The study also found that when the participants were sleep-deprived, they reported being much hungrier and eager to eat, particularly after their second meal of the day — which was also when their 2-AG levels were highest.

After the fourth night in the research lab, participants were given unlimited access to snacks in the late afternoon. They were much more likely to consume these foods when sleep deprived — even though they had finished their lunch just two hours earlier.

The participants were also more likely to reach for “junk food” snacks when sleep deprived, taking in an average of 50 percent more calories and twice the amount of fat as they had when offered snacks when not sleep deprived. 

Limitations and implications

This study has several limitations. It involved, for example, only a small group of people with similar characteristics, such as age and weight. The results, therefore, may not apply to other populations. In addition, the participants were followed for only a short period of time. 

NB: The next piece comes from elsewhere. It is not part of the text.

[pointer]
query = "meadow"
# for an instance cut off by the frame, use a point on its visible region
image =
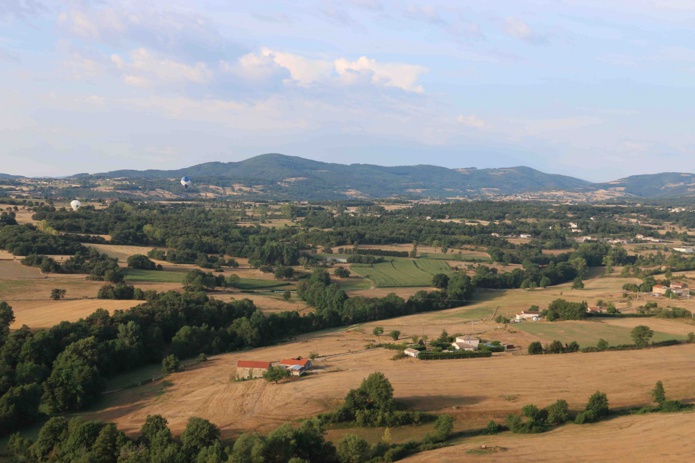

Still, the findings are provocative and support other research that suggests getting a good night’s sleep can be an important aid in maintaining a healthy weight. 

“If you have a Snickers bar, and you’ve had enough sleep, you can control your natural response,” said Hanlon. “But if you’re sleep-deprived, your hedonic drive for certain foods gets stronger, and your ability to resist them may be impaired. So you are more likely to eat it. Do that again and again, and you pack on the pounds.”

FMI: Despite being funded in part by the Department of Defense, the full study is behind a paywall, but you’ll find an abstract on the Sleep website.